9.07.2013

The Art of Bonding

It dawned on me the other day that the people with whom I worked  for 15 years are in another place in my life now.  Friend-wise, I like to keep in touch with people.  I recall my AP English teacher saying to us, the seniors in her class, "Most people only have five good friends their whole life.  Chances are, the people you feel are your five right now, will not be five years from now."  She had a thing for fives apparently. She also said that E.T. was a Christ figure.  But we can discuss that another time.

Most of the class acted in denial, "as if!"  I didn't, because some of my friends from kindergarten were sitting with me in the class.  I still keep up with them.  But keeping up is different from constant contact isn't it?  

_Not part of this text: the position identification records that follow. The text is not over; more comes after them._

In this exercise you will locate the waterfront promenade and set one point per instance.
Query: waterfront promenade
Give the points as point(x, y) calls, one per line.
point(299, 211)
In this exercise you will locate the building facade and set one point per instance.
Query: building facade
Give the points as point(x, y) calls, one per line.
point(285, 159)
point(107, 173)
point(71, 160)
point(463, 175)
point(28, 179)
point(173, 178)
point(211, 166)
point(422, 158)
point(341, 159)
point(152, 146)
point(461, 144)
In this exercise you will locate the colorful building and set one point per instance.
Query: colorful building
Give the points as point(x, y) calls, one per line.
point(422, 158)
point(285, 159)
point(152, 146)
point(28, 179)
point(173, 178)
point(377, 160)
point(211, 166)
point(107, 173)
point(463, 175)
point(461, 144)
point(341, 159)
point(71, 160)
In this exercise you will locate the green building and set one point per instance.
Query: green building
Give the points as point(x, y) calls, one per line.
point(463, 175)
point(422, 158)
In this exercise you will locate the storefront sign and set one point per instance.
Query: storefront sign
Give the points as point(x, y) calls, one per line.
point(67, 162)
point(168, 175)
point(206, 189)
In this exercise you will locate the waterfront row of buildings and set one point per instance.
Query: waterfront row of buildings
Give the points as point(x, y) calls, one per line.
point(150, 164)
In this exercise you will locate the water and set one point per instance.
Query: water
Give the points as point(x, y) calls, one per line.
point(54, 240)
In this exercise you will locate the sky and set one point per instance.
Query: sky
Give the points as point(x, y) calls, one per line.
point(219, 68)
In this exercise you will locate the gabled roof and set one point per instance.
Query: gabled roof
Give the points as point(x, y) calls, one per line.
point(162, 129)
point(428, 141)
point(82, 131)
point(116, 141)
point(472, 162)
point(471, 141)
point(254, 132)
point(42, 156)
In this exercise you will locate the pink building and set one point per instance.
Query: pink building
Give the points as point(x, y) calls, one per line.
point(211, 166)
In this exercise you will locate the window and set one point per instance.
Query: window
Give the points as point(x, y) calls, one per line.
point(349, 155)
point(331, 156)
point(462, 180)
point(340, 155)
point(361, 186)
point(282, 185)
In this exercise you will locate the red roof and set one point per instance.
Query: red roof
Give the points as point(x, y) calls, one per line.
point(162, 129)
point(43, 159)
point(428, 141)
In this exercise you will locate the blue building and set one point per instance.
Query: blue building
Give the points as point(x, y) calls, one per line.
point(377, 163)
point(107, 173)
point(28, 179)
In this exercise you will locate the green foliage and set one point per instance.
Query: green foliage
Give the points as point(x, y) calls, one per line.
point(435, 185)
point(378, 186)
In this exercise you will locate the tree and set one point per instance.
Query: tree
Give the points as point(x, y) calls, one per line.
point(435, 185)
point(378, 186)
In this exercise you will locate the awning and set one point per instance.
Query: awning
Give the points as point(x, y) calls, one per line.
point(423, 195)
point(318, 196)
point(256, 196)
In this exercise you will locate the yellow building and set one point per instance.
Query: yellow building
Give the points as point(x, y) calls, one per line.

Because of social media platforms you can "keep up" with former classmates and co-workers, should you want to.  However, I meant a more active friendship when I started writing this.  If you work with someone, you see them every day.  You know about their families, you know when they're sick, you know what they smell like.
That type of knowledge implies a certain type of intimacy.  And it's that type of intimate give and take that the people with whom I spent 15 years is lost.

Now, is such a drift intentional?  I don't think so.  Am I broken up about it?  Not really.  It just hit me as a little bit sad.  And it hit me as a lot like school.  I wasn't buds with all 700 students in my high school class (class, not school, that was more like 4,000).  Same with the radio station.  I was closer to others, and that is the way of things.

Now, I realize that I will most likely never have that workplace comeraderie again.  As an independent contractor it's just me and my clients.  Going into each relationship I know it could be very short term, or long term.  Same thing with being on a set.  You  gravitate toward other crew members who seem to be someone you'd get along with.  Someone whose about page is not instantly there for you to check and see what they're into.  You have to find out all on your own.

And perhaps that's my point.  Once you discover the person behind the public facade everyone has to some extent or another, you form a different kind of bond.  You create a community.  Some bonds are stronger than others.  Some just come undone and drift away.  
No one knows when the goodbye will be permanent.  

Now am I going to say "be kind to each other"?  No.  will defer to  who says, "don't be a dick."  I think that if everyone, as a whole, realized, just a little more often, that this  contact (in person or online) could be final.  Today you could be saying your last words to someone, or be making your last post, or writing your last witty remark.  If that occurred to the the world's inhabitants more often then perhaps there  would be a little more effort to  do better, to be funnier,to be friendlier,  to succeed.